Ultima IV’s game screens and designs contained more colours and detail than earlier games, but gameplay was very much the same in games I to IV.  It was the storyline that made it a classic.

You can read more about Ultima IV at Fandom.com and on wikipedia.

Time’s All-TIME 100 Video Games – Ultima IV: Quest of the Avatar

A fantasy roleplaying game that debuted on an Apple computer? Yep, Ultima IV — first released for the venerable 8-bit Apple II in 1985 — was certainly that, but more importantly, it heralded a remarkable shift in tone for this series about an inter-dimensional hero (that would be you) who traveled to the medieval realm of Britannia to save its denizens from monstrous evils.

But instead of tracking some maleficent bad guy’s henchmen headed for a frightful final smackdown, Ultima IV bid players follow the road to self-discovery, pursuing a “virtuous life” and seeking “Eight Virtues” scattered throughout the realm.

The reward for gaining access to the game’s celebrated “Codex of Ultimate Wisdom”: Avatar-hood. Alas, for all Ultima IV did to transcend gaming’s narrative clichés, few games since have managed or even tried to emulate its uniquely contemplative quest vibe.

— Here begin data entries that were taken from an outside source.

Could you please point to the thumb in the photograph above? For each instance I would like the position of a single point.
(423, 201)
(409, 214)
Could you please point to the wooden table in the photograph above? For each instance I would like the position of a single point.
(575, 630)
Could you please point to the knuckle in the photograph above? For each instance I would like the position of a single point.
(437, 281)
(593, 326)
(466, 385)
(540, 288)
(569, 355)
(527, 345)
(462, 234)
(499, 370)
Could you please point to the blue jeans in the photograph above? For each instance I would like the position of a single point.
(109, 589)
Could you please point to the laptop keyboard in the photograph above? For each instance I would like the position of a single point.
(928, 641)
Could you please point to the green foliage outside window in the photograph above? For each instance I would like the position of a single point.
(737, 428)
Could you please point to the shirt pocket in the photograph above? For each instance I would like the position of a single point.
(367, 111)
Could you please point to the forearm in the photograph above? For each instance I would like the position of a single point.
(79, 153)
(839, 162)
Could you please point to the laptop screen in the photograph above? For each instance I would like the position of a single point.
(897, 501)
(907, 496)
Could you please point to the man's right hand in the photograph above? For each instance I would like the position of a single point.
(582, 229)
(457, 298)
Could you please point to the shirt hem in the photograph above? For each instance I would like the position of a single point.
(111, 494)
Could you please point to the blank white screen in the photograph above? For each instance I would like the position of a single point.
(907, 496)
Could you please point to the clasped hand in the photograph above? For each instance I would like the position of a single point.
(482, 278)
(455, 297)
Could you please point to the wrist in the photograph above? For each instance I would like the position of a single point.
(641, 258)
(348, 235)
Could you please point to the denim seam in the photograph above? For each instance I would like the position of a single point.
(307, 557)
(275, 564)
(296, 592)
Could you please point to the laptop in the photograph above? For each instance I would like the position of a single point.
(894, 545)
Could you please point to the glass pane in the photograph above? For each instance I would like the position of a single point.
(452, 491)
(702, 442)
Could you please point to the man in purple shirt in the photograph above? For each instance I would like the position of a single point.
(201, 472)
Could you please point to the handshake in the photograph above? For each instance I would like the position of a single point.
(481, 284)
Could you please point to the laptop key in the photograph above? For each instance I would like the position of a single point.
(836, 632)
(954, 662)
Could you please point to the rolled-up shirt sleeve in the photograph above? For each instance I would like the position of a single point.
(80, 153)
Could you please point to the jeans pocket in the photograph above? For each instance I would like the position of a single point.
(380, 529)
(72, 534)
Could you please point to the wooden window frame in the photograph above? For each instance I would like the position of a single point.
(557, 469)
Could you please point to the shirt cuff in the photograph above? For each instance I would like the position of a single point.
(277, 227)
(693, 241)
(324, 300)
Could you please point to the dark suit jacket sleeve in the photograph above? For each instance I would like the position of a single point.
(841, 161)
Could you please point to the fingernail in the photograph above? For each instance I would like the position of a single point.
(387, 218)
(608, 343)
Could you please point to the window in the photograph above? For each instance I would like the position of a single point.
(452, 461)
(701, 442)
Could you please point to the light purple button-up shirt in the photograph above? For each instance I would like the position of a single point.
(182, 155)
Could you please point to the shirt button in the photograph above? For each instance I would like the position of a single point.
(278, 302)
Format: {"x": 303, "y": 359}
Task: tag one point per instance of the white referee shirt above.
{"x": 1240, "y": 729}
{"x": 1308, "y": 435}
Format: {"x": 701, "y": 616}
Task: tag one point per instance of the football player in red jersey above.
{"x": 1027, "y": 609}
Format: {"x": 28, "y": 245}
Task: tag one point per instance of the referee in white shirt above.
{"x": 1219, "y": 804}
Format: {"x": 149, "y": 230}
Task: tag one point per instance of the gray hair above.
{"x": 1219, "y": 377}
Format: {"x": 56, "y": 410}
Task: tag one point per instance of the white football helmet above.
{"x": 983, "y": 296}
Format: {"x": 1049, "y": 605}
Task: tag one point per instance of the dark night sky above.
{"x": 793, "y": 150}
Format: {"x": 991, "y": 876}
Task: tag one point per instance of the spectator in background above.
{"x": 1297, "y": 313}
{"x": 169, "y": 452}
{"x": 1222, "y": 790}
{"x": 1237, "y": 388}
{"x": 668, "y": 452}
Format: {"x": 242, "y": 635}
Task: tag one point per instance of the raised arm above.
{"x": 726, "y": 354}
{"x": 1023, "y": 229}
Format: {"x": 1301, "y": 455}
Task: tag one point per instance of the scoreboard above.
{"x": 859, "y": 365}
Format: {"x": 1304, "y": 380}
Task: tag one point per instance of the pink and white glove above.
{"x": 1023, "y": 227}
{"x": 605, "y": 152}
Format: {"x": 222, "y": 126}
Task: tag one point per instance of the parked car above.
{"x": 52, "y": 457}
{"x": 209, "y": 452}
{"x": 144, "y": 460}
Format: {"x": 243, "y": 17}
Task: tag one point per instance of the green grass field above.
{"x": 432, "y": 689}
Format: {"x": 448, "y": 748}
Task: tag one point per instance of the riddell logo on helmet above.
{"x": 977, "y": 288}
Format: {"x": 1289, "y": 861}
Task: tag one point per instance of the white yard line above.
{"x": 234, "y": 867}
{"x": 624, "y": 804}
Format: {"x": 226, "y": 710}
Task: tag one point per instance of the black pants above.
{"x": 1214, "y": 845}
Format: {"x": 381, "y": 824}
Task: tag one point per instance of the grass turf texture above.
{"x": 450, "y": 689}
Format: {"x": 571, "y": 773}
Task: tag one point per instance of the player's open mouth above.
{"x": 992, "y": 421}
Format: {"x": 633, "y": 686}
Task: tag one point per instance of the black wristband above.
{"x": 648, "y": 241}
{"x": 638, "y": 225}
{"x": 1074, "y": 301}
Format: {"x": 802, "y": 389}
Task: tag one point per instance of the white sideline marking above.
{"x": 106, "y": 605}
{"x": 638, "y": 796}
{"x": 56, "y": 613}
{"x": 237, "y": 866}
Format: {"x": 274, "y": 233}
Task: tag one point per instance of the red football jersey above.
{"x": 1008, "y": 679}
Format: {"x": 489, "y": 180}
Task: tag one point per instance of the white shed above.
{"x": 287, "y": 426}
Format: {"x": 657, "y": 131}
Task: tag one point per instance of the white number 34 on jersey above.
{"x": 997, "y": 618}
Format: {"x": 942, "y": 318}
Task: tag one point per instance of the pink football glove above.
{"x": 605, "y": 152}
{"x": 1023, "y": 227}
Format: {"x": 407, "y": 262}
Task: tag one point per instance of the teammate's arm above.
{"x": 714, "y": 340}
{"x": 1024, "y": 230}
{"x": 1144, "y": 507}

Here are the title screen and a gameplay screenshot:

And here’s is one fan’s review and appreciation of the game:

Ultima IV’s influence didn’t stop with introducing moral choices and decision making.  This is the game which spawned Ultima Underworld, the original First Person perspective game.  John Carmack of Id software saw its potential, creating the engine that would run Wolfenstein 3D and DOOM.

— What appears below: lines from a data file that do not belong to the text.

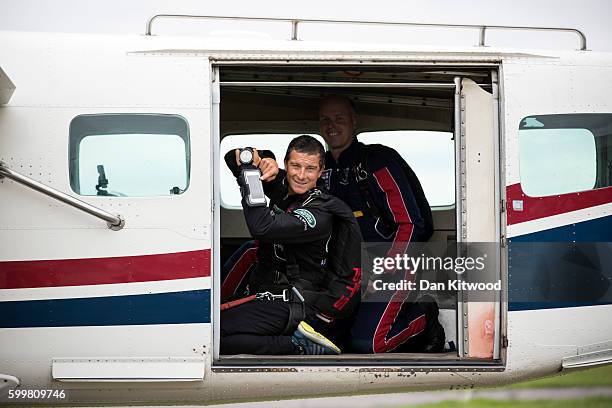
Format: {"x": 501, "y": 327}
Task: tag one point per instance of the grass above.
{"x": 489, "y": 403}
{"x": 595, "y": 377}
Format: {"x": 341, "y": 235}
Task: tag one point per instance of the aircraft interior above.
{"x": 409, "y": 108}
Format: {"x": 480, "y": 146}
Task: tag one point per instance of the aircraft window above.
{"x": 430, "y": 154}
{"x": 277, "y": 143}
{"x": 129, "y": 155}
{"x": 564, "y": 153}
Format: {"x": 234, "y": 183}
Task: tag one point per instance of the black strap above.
{"x": 293, "y": 270}
{"x": 362, "y": 176}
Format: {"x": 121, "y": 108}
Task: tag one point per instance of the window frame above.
{"x": 86, "y": 125}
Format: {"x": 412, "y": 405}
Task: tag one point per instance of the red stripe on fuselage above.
{"x": 540, "y": 207}
{"x": 101, "y": 271}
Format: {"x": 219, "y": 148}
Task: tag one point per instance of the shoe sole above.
{"x": 311, "y": 334}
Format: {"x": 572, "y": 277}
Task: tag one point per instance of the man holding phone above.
{"x": 299, "y": 283}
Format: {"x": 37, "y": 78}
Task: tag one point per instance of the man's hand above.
{"x": 267, "y": 165}
{"x": 269, "y": 169}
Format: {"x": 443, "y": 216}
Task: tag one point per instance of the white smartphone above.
{"x": 255, "y": 196}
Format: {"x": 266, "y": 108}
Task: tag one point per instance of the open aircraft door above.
{"x": 478, "y": 214}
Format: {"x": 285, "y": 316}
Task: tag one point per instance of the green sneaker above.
{"x": 309, "y": 341}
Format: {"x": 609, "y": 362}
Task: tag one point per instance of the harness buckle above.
{"x": 360, "y": 173}
{"x": 271, "y": 296}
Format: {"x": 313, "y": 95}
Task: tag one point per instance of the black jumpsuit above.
{"x": 298, "y": 226}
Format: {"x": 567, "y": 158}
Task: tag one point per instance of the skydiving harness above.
{"x": 383, "y": 223}
{"x": 297, "y": 305}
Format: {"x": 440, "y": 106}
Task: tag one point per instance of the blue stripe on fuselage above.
{"x": 568, "y": 266}
{"x": 161, "y": 308}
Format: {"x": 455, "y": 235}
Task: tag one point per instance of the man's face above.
{"x": 303, "y": 170}
{"x": 337, "y": 123}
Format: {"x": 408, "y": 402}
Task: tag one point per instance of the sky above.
{"x": 130, "y": 16}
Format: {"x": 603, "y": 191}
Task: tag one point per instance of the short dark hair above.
{"x": 309, "y": 145}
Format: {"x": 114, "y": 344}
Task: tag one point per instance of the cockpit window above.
{"x": 565, "y": 153}
{"x": 129, "y": 155}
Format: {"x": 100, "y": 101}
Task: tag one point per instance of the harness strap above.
{"x": 237, "y": 302}
{"x": 361, "y": 176}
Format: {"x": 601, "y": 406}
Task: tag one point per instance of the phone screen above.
{"x": 256, "y": 194}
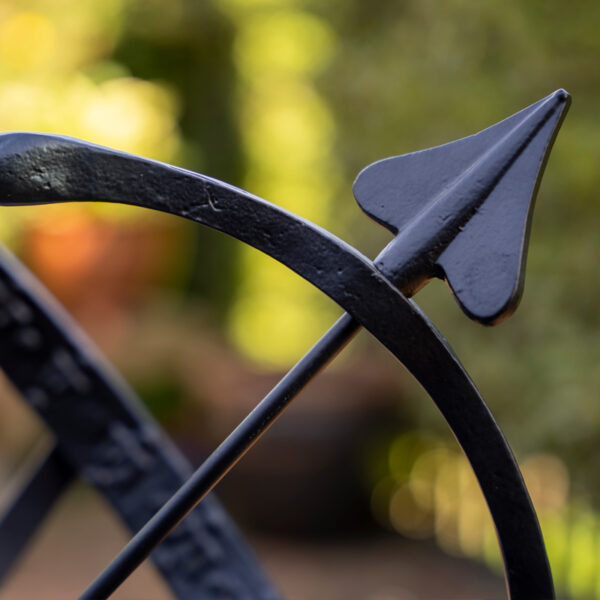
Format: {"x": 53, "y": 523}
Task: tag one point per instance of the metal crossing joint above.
{"x": 460, "y": 211}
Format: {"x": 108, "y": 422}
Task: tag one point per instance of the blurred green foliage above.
{"x": 290, "y": 99}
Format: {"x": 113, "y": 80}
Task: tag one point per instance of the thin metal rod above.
{"x": 226, "y": 455}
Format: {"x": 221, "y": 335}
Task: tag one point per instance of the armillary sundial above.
{"x": 460, "y": 212}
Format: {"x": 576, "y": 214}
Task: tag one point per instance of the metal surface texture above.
{"x": 105, "y": 435}
{"x": 482, "y": 184}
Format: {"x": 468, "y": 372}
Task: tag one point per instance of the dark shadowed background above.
{"x": 359, "y": 492}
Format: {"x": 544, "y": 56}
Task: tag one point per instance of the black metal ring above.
{"x": 44, "y": 169}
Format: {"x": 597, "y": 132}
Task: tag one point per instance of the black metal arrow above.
{"x": 460, "y": 211}
{"x": 473, "y": 188}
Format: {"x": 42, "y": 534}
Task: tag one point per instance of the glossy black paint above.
{"x": 36, "y": 169}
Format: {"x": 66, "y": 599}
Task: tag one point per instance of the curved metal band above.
{"x": 104, "y": 433}
{"x": 44, "y": 169}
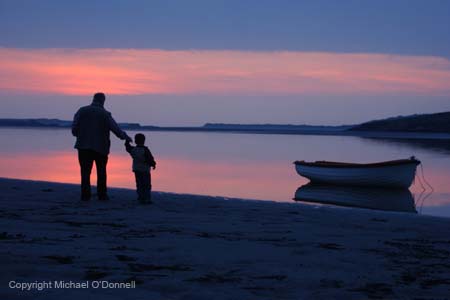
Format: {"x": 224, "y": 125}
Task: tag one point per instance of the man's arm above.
{"x": 76, "y": 123}
{"x": 149, "y": 158}
{"x": 128, "y": 147}
{"x": 116, "y": 129}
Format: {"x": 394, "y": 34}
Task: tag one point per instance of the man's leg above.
{"x": 138, "y": 176}
{"x": 86, "y": 161}
{"x": 147, "y": 186}
{"x": 100, "y": 164}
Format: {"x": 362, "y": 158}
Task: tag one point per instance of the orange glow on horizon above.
{"x": 150, "y": 71}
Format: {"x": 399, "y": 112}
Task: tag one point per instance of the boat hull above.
{"x": 376, "y": 175}
{"x": 400, "y": 200}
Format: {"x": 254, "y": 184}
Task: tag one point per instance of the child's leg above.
{"x": 148, "y": 186}
{"x": 138, "y": 176}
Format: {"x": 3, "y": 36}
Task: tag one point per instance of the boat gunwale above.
{"x": 344, "y": 165}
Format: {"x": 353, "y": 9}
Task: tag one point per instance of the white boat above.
{"x": 364, "y": 197}
{"x": 394, "y": 173}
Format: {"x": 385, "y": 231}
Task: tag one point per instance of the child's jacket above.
{"x": 142, "y": 158}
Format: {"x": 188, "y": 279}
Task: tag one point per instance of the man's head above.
{"x": 139, "y": 139}
{"x": 99, "y": 98}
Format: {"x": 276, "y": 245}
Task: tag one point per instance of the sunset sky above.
{"x": 192, "y": 62}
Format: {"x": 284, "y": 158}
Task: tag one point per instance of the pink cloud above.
{"x": 133, "y": 72}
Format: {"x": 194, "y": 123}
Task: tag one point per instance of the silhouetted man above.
{"x": 91, "y": 126}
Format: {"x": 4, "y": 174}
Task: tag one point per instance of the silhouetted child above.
{"x": 142, "y": 161}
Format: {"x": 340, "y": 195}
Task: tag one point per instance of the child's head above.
{"x": 139, "y": 139}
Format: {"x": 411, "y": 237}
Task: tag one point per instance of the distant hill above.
{"x": 284, "y": 127}
{"x": 426, "y": 123}
{"x": 438, "y": 122}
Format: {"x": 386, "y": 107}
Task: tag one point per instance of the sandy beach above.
{"x": 200, "y": 247}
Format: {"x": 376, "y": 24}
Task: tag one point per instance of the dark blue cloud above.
{"x": 385, "y": 26}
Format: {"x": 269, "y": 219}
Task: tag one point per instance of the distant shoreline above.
{"x": 324, "y": 132}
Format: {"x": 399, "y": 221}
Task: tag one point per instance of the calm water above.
{"x": 253, "y": 166}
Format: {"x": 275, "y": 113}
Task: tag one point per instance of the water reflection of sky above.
{"x": 234, "y": 165}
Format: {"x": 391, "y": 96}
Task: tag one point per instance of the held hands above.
{"x": 128, "y": 140}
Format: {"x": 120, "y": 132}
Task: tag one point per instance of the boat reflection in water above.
{"x": 400, "y": 200}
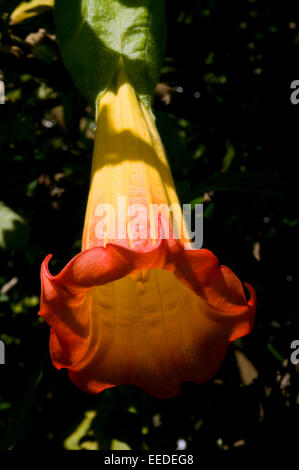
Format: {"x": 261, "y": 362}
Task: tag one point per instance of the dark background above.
{"x": 232, "y": 138}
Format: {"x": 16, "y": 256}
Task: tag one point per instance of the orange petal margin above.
{"x": 173, "y": 325}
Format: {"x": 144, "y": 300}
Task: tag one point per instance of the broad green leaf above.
{"x": 28, "y": 9}
{"x": 94, "y": 34}
{"x": 13, "y": 229}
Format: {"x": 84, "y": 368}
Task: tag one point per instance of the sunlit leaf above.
{"x": 93, "y": 34}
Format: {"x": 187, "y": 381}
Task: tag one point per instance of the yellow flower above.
{"x": 135, "y": 306}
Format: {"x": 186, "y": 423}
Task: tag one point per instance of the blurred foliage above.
{"x": 230, "y": 132}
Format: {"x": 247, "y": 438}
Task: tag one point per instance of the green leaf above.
{"x": 13, "y": 229}
{"x": 94, "y": 34}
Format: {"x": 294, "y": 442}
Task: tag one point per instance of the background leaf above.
{"x": 93, "y": 34}
{"x": 13, "y": 229}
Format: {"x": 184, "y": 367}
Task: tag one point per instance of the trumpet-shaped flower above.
{"x": 135, "y": 306}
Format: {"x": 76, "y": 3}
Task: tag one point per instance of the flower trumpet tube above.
{"x": 136, "y": 306}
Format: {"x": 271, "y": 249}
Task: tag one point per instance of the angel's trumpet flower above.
{"x": 137, "y": 307}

You can read more about Ultima Underworld at Fandom.com and on wikipedia.

 

Comments

  1. lochaber says

    I remember playing Ultima VI, and thinking it had a pretty simple, but versatile control system. I think there were only like a half-dozen commands or so, plus directional keys. You could look at, talk to, attack, move, or use objects, critters, etc.

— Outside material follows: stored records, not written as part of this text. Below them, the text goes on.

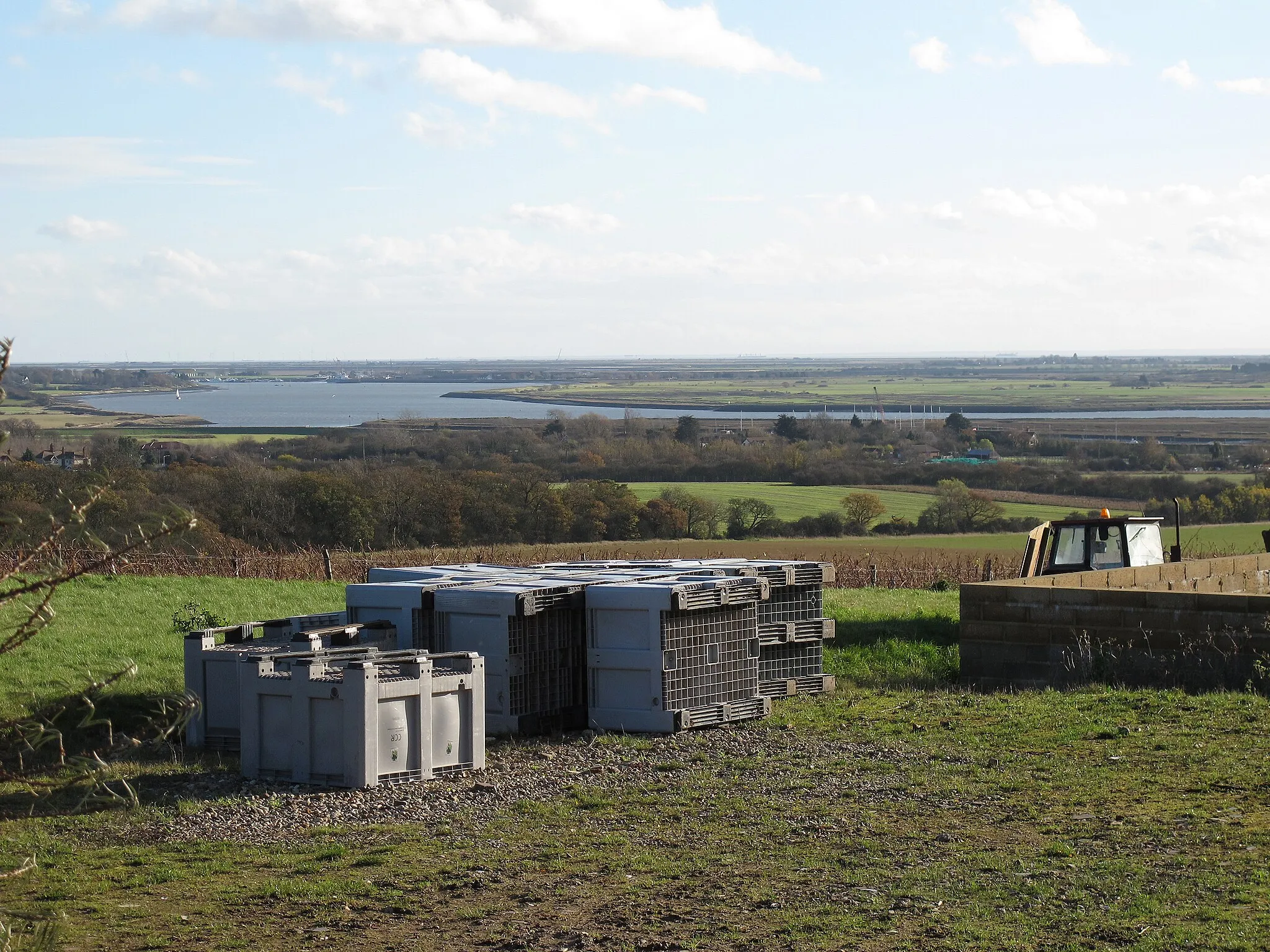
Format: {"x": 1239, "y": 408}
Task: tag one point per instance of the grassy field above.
{"x": 987, "y": 391}
{"x": 793, "y": 501}
{"x": 898, "y": 815}
{"x": 103, "y": 622}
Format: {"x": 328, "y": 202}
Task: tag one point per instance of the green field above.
{"x": 103, "y": 622}
{"x": 897, "y": 814}
{"x": 794, "y": 501}
{"x": 985, "y": 390}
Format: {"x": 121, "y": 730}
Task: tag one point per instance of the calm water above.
{"x": 347, "y": 404}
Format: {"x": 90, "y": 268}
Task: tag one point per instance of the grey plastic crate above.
{"x": 809, "y": 684}
{"x": 533, "y": 637}
{"x": 408, "y": 606}
{"x": 790, "y": 662}
{"x": 415, "y": 573}
{"x": 363, "y": 724}
{"x": 670, "y": 654}
{"x": 213, "y": 669}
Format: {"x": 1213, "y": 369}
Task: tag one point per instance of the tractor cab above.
{"x": 1088, "y": 545}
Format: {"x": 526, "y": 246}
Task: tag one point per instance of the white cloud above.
{"x": 473, "y": 83}
{"x": 179, "y": 266}
{"x": 1253, "y": 187}
{"x": 308, "y": 260}
{"x": 931, "y": 55}
{"x": 639, "y": 94}
{"x": 1253, "y": 87}
{"x": 648, "y": 29}
{"x": 68, "y": 9}
{"x": 75, "y": 229}
{"x": 993, "y": 63}
{"x": 438, "y": 127}
{"x": 1053, "y": 35}
{"x": 76, "y": 161}
{"x": 849, "y": 202}
{"x": 1180, "y": 75}
{"x": 1098, "y": 195}
{"x": 214, "y": 161}
{"x": 566, "y": 218}
{"x": 1064, "y": 209}
{"x": 316, "y": 89}
{"x": 1227, "y": 236}
{"x": 944, "y": 214}
{"x": 1183, "y": 195}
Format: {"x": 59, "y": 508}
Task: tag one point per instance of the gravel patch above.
{"x": 541, "y": 770}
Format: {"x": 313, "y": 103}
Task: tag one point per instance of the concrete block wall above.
{"x": 1199, "y": 625}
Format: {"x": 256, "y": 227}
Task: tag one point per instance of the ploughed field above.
{"x": 794, "y": 501}
{"x": 986, "y": 391}
{"x": 900, "y": 813}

    I remember all sorts of murder-hobo nonsense, like shoving NPCs out of their house, shutting the door, and rifling through their house. If they saw you stealing stuff, they would get mad and attack you, but shutting the door fixed that… Pushing a cannon through the wilderness to a tough battle, recruiting some guy just to carry your boat and run away from danger…

  2. says

    Cor Amo Ver. I loved this game. The moral decisions that gave decided class still gave me no clue that the only way to win was to not steal, give to the poor, never retreat from battle, always tell the truth. I remember when I figured it out and things started to fall into place. Truly revolutionary.